Definition of the normal vector to a curve I'm just a bit confused.
I know that given a curve $r(s)$,
$$T'(s) = k(s)N(s) $$
where $k(s)$ is the curvature. 
And I know that $N(s)$ (the normal) is in the direction of $r''(s)$ so why is the normal not defined as 
$$N(s) = \frac{r''(s)}{|r''(s)|}$$ but instead defined in terms of curvature and derivative of tangent?
 A: The answer is pretty straightforward. 
First, @Trunk, these are the standard notation for tangent, normal, and binormal in the Frenet frame in differential geometry. See, for instance, ONeill's Elementary Differential Geometry, or Google "Frenet Frame". 
Next: Since 
$$
T(s) = r'(s)
$$
if you compute 
$$
T'(s)
$$
you get 
$$
r''(s)
$$
If you normalize this, you get $N(s)$, according to your definition.

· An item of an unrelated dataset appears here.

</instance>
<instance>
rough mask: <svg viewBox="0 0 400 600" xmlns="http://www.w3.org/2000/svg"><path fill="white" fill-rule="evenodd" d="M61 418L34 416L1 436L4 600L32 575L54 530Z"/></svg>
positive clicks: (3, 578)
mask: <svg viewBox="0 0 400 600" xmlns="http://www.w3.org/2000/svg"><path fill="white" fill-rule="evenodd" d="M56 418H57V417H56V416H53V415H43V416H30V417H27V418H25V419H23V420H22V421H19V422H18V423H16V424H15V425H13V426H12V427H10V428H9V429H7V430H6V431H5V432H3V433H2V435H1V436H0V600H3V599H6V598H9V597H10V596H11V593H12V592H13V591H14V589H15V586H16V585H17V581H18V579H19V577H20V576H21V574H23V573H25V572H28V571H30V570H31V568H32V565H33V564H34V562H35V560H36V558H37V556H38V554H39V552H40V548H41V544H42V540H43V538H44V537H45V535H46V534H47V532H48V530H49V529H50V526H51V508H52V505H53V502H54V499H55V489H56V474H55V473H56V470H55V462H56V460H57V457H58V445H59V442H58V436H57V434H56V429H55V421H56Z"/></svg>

And if you define $k(s) = 1/|r''(s)|$, you get that 
$$
T'(s) = k(s) N(s)
$$
In other words, both definitions arrive at the same place. One of them requires saying that $k$ is $1/r''$, the other makes that a consequence of the definition. 
There's one subtlety: the 2D case. In that case, it makes some sense to say that since $N$ is orthogonal to $T$ in general, you can just define $N$ to be $T$ rotated 90 degrees counterclockwise. When you do this, and write
$$
T'(s) = k(s) N(s)
$$
it turns out that $k$ isn't just $1/|r''(s)|$, but rather that it can be positive or negative, and is actually $1/r''(s)$; in the plane (and only in the plane) it makes sense to talk about "positive" and "negative" curvature when you make this choice. 
Frankly, I find this slightly confusing to students, and usually start in 3-space until they're comfortable with curvature and torsion, and then look at curves in the plane as a special case, and "discover" the possibility (in that special case) of adding a sign to the curvature. 
A: Your question seems confused.
If by 'normal', you mean the vector that is normal to a curve at each point along it, then I would see it being defined in relation to the first derivative of the curve function since the slope of the normal and tangent are negative reciprocal.
What is this $ r(s), N(s)$ and $T'(s) $ ?
Explain your nomenclature and maybe we can help you.